The Longest Silence by Thomas McGuane: This is vintage McGuane essays on fishing, while framing his well-known descriptive talents. His personal and family life slowly unfold as the essays pile up, revealing a man at a slight remove from his children, who see his obsessions to know and to master his various interests with risible disinterest. If McGuane has a religion, it’s fishing and horses. He invests his fishing quest (South America, Iceland, Ireland, Canada, Mexico, Michigan, Montana and other locales) with all the hyper-sensory mystery surrounding Nature and the self, especially the mandatory attainment of accepting the outcome – win, lose or draw. It’s fishing as a source of the sublime, the unexpected, the inability to know anything concrete or take away anything that gives anyone an edge during the next roll of the dice. Nothing to take away to use again, except the relish to continue the quest and savor the experience. That’s a lot.

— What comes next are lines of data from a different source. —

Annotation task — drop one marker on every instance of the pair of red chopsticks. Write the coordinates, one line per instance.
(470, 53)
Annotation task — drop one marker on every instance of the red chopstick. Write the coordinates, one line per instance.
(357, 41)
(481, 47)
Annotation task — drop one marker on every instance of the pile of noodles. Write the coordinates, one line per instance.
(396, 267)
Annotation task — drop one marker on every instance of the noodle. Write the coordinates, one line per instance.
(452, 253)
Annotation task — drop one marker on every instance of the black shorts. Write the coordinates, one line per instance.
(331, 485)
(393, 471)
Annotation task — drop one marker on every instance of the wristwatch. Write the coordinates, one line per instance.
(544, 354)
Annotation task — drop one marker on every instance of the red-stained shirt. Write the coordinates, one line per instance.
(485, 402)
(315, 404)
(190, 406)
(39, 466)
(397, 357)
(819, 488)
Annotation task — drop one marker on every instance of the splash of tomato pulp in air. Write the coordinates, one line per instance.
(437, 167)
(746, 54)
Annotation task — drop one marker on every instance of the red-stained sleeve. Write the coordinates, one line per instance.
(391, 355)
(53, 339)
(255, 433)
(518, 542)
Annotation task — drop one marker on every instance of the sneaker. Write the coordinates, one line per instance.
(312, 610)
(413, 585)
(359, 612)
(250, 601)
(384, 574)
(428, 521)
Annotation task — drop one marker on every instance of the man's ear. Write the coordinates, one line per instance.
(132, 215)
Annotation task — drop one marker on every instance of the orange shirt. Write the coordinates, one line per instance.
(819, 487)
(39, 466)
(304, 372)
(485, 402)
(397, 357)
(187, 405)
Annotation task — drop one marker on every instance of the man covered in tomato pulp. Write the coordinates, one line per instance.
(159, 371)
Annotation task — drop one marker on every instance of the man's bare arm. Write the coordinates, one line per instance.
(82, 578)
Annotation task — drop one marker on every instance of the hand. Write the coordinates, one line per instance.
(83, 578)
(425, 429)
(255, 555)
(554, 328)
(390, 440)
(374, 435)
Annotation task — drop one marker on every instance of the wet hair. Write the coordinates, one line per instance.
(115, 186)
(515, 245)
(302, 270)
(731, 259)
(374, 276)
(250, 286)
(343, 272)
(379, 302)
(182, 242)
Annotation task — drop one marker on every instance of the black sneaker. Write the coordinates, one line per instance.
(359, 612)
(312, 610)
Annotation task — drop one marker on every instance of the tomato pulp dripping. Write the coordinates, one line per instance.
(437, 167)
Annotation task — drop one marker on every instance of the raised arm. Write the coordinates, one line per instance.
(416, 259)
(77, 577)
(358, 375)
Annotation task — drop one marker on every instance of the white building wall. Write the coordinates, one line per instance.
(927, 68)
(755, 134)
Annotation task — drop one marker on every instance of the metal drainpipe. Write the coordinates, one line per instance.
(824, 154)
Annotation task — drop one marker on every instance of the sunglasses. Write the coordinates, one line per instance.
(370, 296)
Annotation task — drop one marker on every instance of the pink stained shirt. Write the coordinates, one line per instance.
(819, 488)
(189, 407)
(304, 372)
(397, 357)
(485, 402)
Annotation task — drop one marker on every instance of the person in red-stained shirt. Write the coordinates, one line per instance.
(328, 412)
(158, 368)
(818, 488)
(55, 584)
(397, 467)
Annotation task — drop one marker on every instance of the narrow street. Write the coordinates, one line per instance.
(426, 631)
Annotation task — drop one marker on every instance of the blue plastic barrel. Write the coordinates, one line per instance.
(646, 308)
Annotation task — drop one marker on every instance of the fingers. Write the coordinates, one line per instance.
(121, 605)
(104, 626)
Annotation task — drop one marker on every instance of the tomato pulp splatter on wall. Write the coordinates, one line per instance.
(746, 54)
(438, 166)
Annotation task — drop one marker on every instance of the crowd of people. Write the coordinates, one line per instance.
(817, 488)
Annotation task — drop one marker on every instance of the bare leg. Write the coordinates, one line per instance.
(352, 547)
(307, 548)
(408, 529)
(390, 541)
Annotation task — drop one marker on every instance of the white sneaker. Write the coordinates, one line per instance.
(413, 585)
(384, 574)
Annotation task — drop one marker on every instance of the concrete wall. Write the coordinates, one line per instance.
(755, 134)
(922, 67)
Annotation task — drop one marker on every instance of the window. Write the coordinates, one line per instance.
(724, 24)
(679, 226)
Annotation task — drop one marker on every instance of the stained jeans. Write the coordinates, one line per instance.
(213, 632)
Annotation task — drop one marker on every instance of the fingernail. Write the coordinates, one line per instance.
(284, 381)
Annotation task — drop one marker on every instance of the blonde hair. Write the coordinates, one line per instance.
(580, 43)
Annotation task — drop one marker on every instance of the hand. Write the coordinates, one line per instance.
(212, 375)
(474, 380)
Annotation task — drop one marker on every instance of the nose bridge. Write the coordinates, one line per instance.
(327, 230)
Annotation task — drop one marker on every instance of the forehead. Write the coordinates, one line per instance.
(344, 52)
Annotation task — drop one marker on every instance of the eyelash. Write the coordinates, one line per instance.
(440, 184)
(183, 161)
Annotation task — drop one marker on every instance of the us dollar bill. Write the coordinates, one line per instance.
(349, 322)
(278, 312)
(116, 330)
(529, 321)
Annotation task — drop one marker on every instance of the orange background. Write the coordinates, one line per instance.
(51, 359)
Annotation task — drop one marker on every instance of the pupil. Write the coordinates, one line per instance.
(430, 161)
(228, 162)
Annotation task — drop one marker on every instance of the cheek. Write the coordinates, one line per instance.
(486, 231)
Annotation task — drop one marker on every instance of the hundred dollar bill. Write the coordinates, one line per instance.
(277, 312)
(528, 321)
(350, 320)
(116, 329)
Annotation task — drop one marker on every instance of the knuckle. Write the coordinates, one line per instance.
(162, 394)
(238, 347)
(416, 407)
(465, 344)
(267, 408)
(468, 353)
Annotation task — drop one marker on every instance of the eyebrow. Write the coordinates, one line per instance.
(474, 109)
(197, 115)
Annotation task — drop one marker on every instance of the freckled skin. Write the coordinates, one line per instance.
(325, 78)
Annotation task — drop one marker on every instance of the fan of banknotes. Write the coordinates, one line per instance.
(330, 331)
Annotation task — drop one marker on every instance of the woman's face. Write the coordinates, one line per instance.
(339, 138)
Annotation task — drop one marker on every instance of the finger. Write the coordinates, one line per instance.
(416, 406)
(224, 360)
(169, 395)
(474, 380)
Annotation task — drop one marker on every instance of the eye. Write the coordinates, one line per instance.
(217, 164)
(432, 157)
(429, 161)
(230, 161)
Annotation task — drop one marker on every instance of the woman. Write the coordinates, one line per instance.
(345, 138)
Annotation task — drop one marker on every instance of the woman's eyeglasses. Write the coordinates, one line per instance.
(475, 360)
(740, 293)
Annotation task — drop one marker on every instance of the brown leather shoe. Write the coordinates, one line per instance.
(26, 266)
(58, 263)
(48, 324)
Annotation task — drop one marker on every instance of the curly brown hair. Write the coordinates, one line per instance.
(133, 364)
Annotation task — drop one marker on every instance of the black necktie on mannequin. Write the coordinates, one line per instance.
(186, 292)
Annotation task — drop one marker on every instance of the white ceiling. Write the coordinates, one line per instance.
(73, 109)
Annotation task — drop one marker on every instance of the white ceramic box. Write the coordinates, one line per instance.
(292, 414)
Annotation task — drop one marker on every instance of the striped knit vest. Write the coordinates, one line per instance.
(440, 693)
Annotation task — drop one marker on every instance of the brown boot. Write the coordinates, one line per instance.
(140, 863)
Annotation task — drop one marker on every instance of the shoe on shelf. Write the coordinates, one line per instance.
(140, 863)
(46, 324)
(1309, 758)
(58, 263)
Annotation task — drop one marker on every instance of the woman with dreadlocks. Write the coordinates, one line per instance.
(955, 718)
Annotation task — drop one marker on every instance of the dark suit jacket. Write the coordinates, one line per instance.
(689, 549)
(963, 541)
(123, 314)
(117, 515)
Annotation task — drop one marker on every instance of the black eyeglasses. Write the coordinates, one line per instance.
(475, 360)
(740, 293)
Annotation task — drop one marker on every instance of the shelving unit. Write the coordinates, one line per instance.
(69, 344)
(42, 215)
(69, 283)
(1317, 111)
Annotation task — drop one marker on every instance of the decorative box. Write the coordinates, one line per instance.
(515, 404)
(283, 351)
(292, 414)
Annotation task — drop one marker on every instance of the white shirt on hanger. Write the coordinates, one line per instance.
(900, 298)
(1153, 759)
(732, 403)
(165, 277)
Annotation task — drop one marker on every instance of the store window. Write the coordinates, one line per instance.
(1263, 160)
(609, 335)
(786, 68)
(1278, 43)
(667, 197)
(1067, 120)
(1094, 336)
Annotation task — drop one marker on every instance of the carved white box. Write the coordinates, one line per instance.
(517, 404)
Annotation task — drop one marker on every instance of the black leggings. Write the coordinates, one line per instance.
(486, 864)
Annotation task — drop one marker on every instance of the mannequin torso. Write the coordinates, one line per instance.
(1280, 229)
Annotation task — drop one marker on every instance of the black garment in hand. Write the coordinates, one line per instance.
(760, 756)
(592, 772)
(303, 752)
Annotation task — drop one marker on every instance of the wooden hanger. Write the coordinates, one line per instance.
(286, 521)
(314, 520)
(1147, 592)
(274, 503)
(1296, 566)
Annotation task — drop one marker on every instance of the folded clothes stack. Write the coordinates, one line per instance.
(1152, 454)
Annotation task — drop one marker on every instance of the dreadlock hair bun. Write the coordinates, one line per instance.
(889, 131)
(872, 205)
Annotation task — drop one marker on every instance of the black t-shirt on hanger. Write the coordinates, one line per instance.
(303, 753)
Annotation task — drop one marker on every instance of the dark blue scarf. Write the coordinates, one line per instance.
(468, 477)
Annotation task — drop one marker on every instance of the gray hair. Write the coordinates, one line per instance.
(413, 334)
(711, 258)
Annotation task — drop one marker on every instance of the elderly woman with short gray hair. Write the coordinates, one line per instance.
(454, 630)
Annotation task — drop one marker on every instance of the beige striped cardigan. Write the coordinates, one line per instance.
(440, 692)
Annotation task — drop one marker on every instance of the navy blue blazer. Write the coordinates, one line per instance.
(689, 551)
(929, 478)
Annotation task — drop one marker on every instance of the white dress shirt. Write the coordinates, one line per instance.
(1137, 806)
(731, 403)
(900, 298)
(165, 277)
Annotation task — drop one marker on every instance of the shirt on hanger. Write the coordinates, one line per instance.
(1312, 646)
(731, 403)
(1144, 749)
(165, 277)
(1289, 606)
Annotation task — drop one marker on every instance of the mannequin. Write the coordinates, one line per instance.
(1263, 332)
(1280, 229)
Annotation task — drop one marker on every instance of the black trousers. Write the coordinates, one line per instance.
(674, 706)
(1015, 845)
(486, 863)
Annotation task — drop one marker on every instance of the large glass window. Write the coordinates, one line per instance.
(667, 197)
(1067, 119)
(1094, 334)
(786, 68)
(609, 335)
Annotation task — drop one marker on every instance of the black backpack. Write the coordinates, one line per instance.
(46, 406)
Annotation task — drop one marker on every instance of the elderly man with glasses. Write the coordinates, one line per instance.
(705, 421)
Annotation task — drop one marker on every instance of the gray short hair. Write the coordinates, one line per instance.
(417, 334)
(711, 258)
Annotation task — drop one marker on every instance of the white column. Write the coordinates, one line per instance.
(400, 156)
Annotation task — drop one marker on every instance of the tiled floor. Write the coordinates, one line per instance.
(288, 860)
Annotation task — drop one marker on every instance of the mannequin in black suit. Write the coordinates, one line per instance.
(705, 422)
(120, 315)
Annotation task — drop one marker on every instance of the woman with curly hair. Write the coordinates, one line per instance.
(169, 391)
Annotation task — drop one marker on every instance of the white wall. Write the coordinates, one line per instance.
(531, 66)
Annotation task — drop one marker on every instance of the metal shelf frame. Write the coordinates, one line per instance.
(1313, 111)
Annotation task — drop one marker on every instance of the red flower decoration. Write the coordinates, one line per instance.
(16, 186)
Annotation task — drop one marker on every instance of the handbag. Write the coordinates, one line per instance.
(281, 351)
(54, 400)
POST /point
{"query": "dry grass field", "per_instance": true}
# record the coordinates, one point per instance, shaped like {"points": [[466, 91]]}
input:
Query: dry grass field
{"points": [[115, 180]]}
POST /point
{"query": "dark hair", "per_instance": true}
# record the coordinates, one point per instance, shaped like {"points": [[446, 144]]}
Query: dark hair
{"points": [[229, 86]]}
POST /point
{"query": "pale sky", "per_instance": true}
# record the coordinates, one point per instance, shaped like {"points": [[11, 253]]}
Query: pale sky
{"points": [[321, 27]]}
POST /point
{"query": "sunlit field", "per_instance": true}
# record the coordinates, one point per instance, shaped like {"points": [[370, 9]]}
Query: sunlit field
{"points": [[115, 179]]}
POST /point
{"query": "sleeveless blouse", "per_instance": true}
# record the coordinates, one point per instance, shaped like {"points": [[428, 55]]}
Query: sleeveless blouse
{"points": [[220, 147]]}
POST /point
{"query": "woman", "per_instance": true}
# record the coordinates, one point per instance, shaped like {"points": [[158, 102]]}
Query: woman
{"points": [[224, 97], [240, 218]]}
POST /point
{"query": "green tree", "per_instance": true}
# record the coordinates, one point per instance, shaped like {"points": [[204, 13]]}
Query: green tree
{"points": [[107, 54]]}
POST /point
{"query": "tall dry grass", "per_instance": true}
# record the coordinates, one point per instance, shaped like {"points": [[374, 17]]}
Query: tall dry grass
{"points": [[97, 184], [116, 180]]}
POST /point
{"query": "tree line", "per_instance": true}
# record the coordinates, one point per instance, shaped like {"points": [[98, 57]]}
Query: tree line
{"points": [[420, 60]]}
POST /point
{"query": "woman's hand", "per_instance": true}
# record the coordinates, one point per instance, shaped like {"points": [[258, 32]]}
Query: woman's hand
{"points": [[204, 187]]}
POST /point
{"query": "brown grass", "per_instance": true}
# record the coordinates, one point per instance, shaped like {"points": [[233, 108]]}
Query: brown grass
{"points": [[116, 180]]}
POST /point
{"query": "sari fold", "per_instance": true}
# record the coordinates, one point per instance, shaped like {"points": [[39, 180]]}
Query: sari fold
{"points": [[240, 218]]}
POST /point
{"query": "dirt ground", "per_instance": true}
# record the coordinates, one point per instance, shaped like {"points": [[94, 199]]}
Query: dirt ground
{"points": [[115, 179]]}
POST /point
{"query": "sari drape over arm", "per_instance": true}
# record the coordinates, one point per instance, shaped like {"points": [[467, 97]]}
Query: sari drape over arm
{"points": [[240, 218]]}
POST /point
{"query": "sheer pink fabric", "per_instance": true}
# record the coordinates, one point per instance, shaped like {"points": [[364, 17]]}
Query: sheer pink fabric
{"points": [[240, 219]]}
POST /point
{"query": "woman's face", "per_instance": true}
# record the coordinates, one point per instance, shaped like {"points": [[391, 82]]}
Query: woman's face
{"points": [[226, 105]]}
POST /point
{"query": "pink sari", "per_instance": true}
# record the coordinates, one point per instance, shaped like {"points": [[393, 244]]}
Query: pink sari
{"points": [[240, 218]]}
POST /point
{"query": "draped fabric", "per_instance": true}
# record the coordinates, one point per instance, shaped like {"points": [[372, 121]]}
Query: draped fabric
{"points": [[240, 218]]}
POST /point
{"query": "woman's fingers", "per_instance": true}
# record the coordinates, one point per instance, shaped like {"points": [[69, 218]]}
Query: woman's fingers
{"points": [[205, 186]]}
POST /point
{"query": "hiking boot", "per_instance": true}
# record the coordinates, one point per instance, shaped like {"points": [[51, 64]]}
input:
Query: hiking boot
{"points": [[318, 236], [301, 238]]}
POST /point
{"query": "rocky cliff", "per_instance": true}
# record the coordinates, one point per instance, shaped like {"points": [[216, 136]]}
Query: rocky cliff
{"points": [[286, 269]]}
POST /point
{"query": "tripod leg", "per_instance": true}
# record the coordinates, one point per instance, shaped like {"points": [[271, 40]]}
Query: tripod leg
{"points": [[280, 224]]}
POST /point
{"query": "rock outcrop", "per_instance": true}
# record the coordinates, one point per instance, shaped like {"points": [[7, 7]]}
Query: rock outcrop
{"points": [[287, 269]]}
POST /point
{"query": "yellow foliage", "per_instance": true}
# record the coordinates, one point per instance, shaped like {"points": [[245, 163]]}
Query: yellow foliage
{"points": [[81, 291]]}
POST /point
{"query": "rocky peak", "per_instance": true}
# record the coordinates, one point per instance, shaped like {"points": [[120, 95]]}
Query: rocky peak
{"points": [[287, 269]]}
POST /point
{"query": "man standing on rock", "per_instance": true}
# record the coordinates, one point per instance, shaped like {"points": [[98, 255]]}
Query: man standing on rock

Some Horses by Thomas McGuane: I followed up with more essays by McGuane on his other passion: horses and competitive quarter horse roping. He says some years he won more prize money at roping competitions than he earned through his novels. His essay on Buster Welch, a West Texas quarter horse trainer, is worth the price of admission. The kernel of McGuane’s talent has always rested on his untouchable American traits.
The Old Devils by Kingsley Amis: This is the best description of old age I’ve ever read. It could as well be called The Old Friends. Really brilliant. It’s the first novel I’ve read by Martin Amis’s father. Wonderful dialogue and roguishness, with women characters fully the equal of his men characters. In fact, compared to the women, the men remain rather vague, except for Alun Weaver, an ex-TV celebrity who’s retired and become a professional Welshman eager to rejoin a group of old chums soaked in afternoon cocktails and sodden binges. His wife, Rhiannon, is the strongest – and most mysterious – character in the book. Death hangs over it all. Kingsley understands how to let the mask of humor slip to reveal desperate pathos, but life goes on thanks to the guise of British manners. The book celebrates the wear and the endurance that long friendships demand, and as death encircles everyone, why a momentary solace counts for all.